Research on the potential health impacts of climate change requires epidemiological evidence on associated health risks at a global scale. Multi-centre studies offer an excellent framework for this purpose, but present various methodological and logistical problems. This contribution illustrates the experience of the Multi-Country Multi-City (MCC) Collaborative Research Network, an international collaboration working on a global program of research on the associations between weather, climate and health. The article illustrates the collaborative scheme based on mutual contribution and data sharing, describes the collection of a huge multi-location database, summarizes published research findings and future plans, and discusses advantages and limitations. The MCC Study has provided an exceptional contribution to climate change research, and offers a collaborative framework for multi-centre epidemiological studies that can be replicated to address other research questions in this area and beyond.

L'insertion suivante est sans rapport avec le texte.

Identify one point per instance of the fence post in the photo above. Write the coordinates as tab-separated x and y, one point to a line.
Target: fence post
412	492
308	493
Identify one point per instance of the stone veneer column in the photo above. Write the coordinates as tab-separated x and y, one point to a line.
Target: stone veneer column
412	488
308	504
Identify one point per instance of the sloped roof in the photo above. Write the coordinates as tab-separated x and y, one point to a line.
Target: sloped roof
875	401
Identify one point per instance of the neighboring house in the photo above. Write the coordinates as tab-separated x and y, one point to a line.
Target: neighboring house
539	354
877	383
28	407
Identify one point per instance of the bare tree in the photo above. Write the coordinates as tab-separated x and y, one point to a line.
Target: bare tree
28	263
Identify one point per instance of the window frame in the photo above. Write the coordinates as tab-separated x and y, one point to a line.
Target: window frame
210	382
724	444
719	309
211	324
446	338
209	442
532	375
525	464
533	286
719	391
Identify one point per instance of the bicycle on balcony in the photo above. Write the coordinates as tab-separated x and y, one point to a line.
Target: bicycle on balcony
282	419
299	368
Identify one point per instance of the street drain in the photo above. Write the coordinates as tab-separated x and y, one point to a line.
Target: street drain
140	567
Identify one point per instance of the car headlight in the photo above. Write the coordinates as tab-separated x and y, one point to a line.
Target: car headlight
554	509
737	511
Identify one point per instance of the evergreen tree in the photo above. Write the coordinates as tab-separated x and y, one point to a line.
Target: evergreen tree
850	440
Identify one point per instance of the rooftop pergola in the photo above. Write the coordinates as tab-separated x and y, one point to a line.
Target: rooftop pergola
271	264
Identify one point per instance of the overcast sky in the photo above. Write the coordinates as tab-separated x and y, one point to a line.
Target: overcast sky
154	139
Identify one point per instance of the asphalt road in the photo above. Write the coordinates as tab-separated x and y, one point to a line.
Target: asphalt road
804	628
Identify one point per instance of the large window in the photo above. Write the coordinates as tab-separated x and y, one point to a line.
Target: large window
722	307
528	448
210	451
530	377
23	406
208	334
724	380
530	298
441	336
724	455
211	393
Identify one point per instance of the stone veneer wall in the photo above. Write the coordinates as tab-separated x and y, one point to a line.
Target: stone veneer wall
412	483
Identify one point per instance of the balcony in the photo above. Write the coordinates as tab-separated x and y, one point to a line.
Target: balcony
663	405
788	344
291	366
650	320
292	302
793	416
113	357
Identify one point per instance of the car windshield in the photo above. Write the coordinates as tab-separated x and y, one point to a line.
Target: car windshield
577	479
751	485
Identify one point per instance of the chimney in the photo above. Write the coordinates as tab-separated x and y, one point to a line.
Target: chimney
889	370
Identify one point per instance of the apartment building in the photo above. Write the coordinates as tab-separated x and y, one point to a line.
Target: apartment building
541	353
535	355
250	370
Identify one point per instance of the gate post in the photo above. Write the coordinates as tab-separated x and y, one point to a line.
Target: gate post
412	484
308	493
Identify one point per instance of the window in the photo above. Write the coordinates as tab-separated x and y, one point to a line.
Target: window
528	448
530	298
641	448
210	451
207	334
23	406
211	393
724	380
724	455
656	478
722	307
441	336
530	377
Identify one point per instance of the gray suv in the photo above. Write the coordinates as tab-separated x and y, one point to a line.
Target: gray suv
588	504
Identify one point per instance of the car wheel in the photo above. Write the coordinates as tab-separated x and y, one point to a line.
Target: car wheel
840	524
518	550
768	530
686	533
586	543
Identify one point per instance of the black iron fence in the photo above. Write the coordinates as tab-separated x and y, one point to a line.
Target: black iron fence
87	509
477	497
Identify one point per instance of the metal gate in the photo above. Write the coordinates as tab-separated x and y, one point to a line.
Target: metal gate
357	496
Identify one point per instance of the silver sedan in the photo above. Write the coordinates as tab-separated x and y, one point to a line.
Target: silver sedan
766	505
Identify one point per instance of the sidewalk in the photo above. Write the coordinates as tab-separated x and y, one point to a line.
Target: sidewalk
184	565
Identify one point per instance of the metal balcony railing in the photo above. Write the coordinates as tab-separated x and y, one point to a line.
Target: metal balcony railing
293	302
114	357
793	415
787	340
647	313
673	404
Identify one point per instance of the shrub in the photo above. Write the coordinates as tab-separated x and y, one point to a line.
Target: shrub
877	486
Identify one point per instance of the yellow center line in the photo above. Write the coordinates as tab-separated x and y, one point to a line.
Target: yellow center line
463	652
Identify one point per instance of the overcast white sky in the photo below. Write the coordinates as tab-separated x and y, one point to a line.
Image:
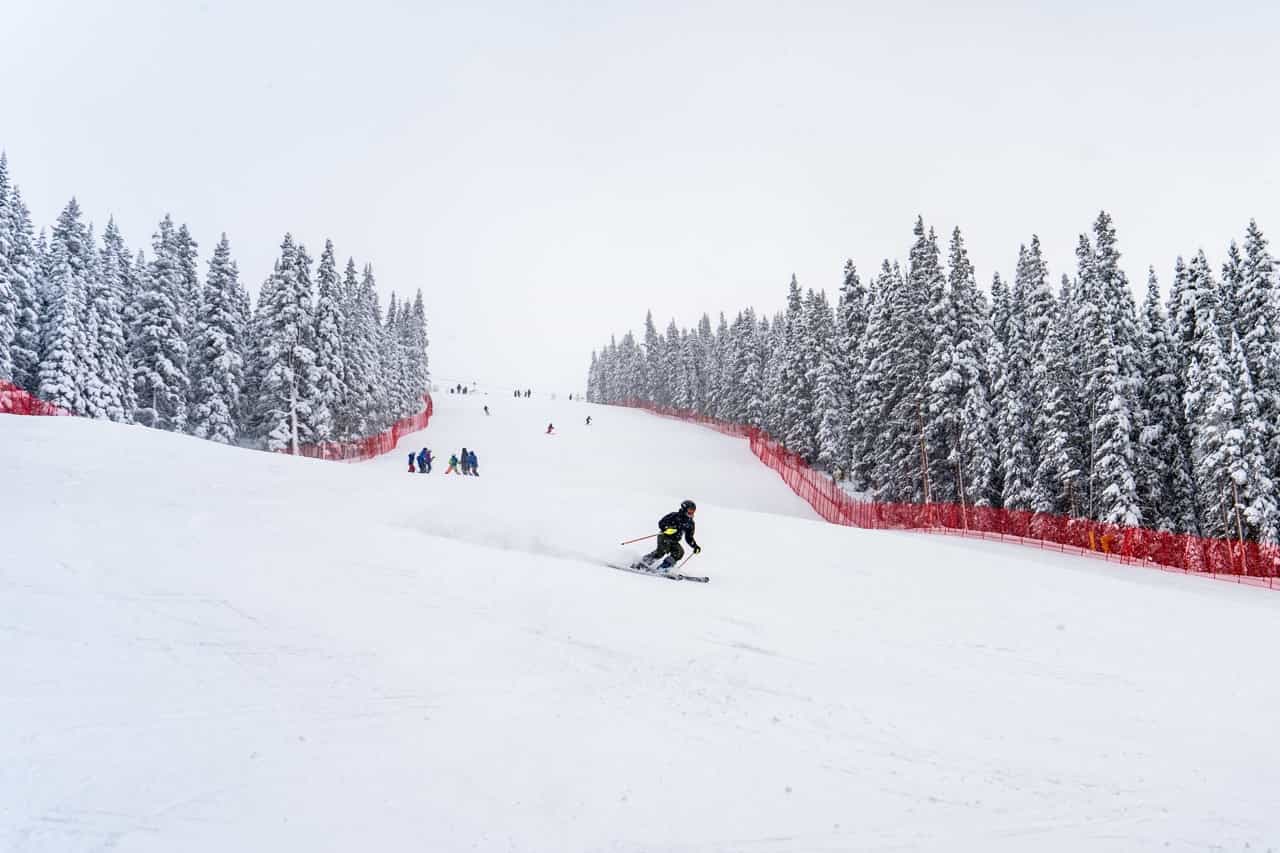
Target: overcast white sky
548	172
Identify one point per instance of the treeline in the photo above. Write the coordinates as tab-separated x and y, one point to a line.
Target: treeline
1069	400
95	329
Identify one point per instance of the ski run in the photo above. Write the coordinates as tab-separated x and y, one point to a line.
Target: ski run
206	649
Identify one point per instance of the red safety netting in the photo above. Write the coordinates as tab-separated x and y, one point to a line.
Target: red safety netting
371	446
1247	562
16	401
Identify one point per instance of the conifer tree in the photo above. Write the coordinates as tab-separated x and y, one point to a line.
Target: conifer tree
286	364
26	342
1166	489
8	300
328	337
67	363
1256	497
1258	324
656	359
188	278
1107	334
159	342
109	391
216	360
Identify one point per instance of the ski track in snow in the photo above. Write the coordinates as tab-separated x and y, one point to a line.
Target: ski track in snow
206	649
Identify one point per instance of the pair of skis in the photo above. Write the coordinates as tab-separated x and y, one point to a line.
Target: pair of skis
696	579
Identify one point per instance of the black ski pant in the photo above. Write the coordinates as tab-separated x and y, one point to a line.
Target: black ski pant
667	546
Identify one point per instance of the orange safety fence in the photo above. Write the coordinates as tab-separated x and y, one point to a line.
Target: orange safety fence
16	401
1247	562
371	446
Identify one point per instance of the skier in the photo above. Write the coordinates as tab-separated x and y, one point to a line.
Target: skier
668	539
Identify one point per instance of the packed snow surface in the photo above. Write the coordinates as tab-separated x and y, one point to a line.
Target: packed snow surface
211	649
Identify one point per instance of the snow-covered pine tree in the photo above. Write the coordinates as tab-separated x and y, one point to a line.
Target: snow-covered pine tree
899	451
656	359
415	340
716	357
670	368
816	338
792	397
836	388
868	388
1230	293
8	300
1013	396
705	342
1258	323
1166	488
365	359
1000	309
188	278
1256	496
389	356
109	392
24	346
1109	336
328	334
68	361
284	360
216	359
1217	443
958	418
408	401
1059	487
159	342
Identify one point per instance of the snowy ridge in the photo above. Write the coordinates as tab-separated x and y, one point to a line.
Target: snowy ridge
206	648
1252	564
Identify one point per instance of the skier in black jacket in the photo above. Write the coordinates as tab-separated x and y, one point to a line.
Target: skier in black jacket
671	527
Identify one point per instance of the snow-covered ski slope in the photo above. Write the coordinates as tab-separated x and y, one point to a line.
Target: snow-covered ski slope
211	649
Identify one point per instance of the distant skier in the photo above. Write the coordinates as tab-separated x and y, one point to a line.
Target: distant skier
671	527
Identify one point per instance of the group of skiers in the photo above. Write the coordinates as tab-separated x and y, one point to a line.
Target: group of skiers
464	463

Combiner une vision globale et locale des liens entre climat et santé

Le réchauffement climatique est considéré comme la plus grande menace pour l’humanité au XXIe siècle 1. Les évolutions climatiques actuelles et futures peuvent se traduire par une augmentation des risques sanitaires via différents mécanismes, dont l’exposition directe à des conditions météorologiques extrêmes, en particulier à la chaleur et au froid 2.

Les connaissances épidémiologiques des effets de la température sur la santé sont majoritairement apportées par des analyses en séries temporelles considérant des zones uniques, ou multiples au sein d’un pays ou d’une région 3,4,5. Toutefois, ce type d’approche présente des limites importantes pour appréhender les effets sanitaires du changement climatique. Les populations montrent notamment un haut degré d’adaptation à leur climat local, ce qui contribue à une large hétérogénéité des effets sanitaires associés à un évènement météorologique particulier 6. Une vision exhaustive des connaissances peut ainsi difficilement être appréhendée à partir d’études indépendantes et présentant une grande variabilité de protocoles, de méthodes statistiques et de définitions de la relation température-mortalité.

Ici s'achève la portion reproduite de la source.